Avant de démarrer en solo ce projet bien urbain dira-t-on, Nathanael avait aiguisé ses cordes vocales et de bassiste sur un autre projet plus ou moins méconnu, THRÄNENKIND, dont vous trouverez pourtant une chronique d’un album intéressant "The Elk" sur le site. Notons aussi sa présence actuelle chez HERETOIR, mais aussi entre 2010 et 2014 chez AGRYPNIE – peut-être pas dans l’époque la plus radieuse de ce groupe, il est vrai. Vous apprécierez cependant que l’ensemble de ces groupes concourent davantage à harnacher le Black Metal – et même seulement à quelques-uns de ses piliers ou ‘vestiges’ – aux éléments Post bien plus prégnants. Il serait bien temps d’écrire un lexique sur ce nouveau style qui a singulièrement émergé depuis une bien belle décennie dans le Metal, et d’en définir les véritables contours et aspects.

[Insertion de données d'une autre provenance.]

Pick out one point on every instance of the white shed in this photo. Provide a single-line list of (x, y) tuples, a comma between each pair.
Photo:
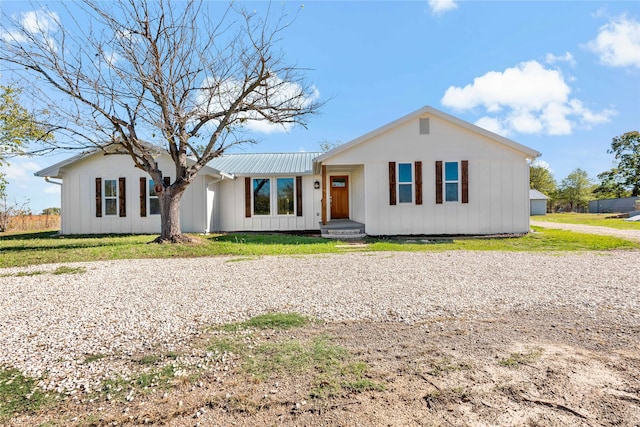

Je m’y attèlerai un de ces jours, en attendant je vous propose d’aller traînasser en solitaire dans la solitude nocturne des villes, là où l’individu n’est rien d’autre qu’un simple quidam, anonyme et contraint à n’être qu’une forme parmi d’autres, inamovibles ou continuellement en mouvement. Nous avons tous fait cette expérience agréable ou pas de ressentir la joie ou la peine d’être invisible aux autres et aux éléments. Pour ma part, j’aime ce sentiment d’invisibilité et cette impression que je ne renvoie rien de particulier ou de décelable aux jugements d’autrui. Cela permet en contrepartie d’être aux premières loges pour observer tous ceux qui ne le désirent pas ou plus, qui aiment ou ont besoin de s’afficher ostensiblement dans un savoir-être et paraître répondant aux codes appréciés, ou fantasmés, pour lesquels ils aspirent et espèrent être ou ressembler. D’où les codes vestimentaires, les accoutrements etc.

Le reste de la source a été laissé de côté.